The Zen of Spark: What is it, exactly?
Apache Spark is a general-purpose, distributed, memory-based, parallel computing engine.
Man, that’s a mouthful.
Although technically accurate, that description comes across as just so much marketing-speech. But the fact is, we can learn a lot about Spark’s key characteristics by breaking it down.
- General Purpose: For quite some time now, the Map Reduce algorithm was the primary modus operandi for processing vast amounts of data in a parallel manner at scale. Unfortunately, some computing tasks do not fit so neatly into that manner of organizing a problem. Spark can do things differently, including sitting back and listening for streaming data, which it then packages up into “microbatches” that it sends on to your code. The code can do whatever it needs to with the microbatch–or with the batch from the “regular” batch interface. In addition, Spark can also manage state and hand it to your code with each element of a batch. In this way you can enable long-running, stateful operations.

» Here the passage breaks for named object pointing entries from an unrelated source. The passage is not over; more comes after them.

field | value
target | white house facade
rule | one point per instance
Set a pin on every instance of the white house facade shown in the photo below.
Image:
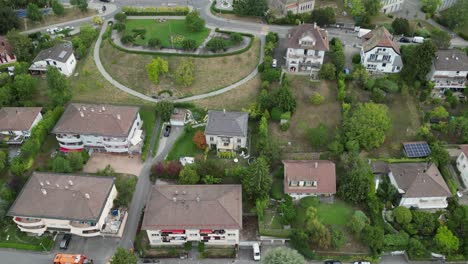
(449, 70)
(226, 131)
(60, 56)
(102, 128)
(462, 164)
(379, 53)
(16, 123)
(63, 202)
(421, 185)
(176, 214)
(307, 44)
(391, 6)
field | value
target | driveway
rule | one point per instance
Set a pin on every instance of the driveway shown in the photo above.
(119, 162)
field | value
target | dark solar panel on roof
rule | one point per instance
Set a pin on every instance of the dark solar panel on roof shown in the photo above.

- Distributed: Like most “internet-scale” software, Spark is designed to scale horizontally on what is essentially commodity hardware. It supports pluggable resource managers like YARN, Mesos, or even its own default scheduler to manage the allocation of resources across the cluster. This means that you can potentially run more than one application at a time across the cluster. I use the word “application” for the sake of familiarity, but they are also sometimes referred to as “jobs”. The term “job” can be a bit of a misnomer since it implies something that runs once and disappears. Spark applications do not necessarily behave that way.
- Memory-based: Spark can cache data, and in fact holds entire chunks (partitions) of data sets in memory as a matter of course. Best of all, thanks to its versatile caching abilities, you can reuse these chunks of data in subsequent operations–they do not need to be recomputed or re-read each time they are used. Even more importantly, if one partition fails, its data can be reconstituted on another without intervention. You don’t need to lift a finger. That is darn-near magical and is a big attraction to developers of mission critical applications.
- Parallel Computing Engine: Spark’s superb abilities with respect to parallel execution are quite likely another huge cause of its staggering growth in the marketplace–it simplifies the way we write programs needing to execute in parallel. It is only a small exaggeration to say that, in Spark, parallel execution is more a function of configuration than changes needed in code. Nevertheless, it is important to understand Spark’s parallelism to some degree in order to write efficient Spark applications: The unwary can trigger unnecessary “shuffling” of huge amounts of data around the cluster.
So what kind of applications are a good fit for parallel computing in general and Spark’s brand in particular? The answer is not cut and dried, but there are two common usage scenarios:
- Applications with enormous or even unbounded data sets: One example of this would be an application that processes sensor data: The sensor data may get read every four seconds (as is the standard for electric utilities), so even a simple voltage meter can generate huge data sets over time. Spark lets you process and analyze (or maybe more importantly, re-process and re-analyze) these data sets in a reasonable amount of time. You can scale up your cluster to handle a burst of processing needs and then drop it back down or turn it off altogether when there is no more data. This potentially saves money–lots of money.
- Applications requiring high speed processing: To continue with the sensor data example, consider an application that monitors the temperature in a million buildings worldwide on a one-minute interval. To minimize latency, those million readings could be partitioned across a Spark cluster and appropriate and timely notifications or alarms raised when readings exceeded configured thresholds. Spark streaming provides a mechanism where this can happen in near real-time–and all with Spark’s considerable scaling and partitioning capabilities. It also allows you to do considerable analytical work in near real-time, on-the-fly–a fact we have exploited with remarkable benefits at Blueprint Consulting Services.
The first class of application is the type most frequently associated with Spark: You feed the beast a ton of data and it chews through it and executes a variety of analytics. Again, the speed is more a function of configuration and cluster size than anything technical.
The second class of application–those requiring near real-time responses–are a growing subset of the Spark community’s usage of the platform, all thanks to Spark Streaming.
In the real world, things are often not so neatly divided or categorized: We now want real-time monitoring *and* rich analytics over the same data. Thankfully, Spark can handle both.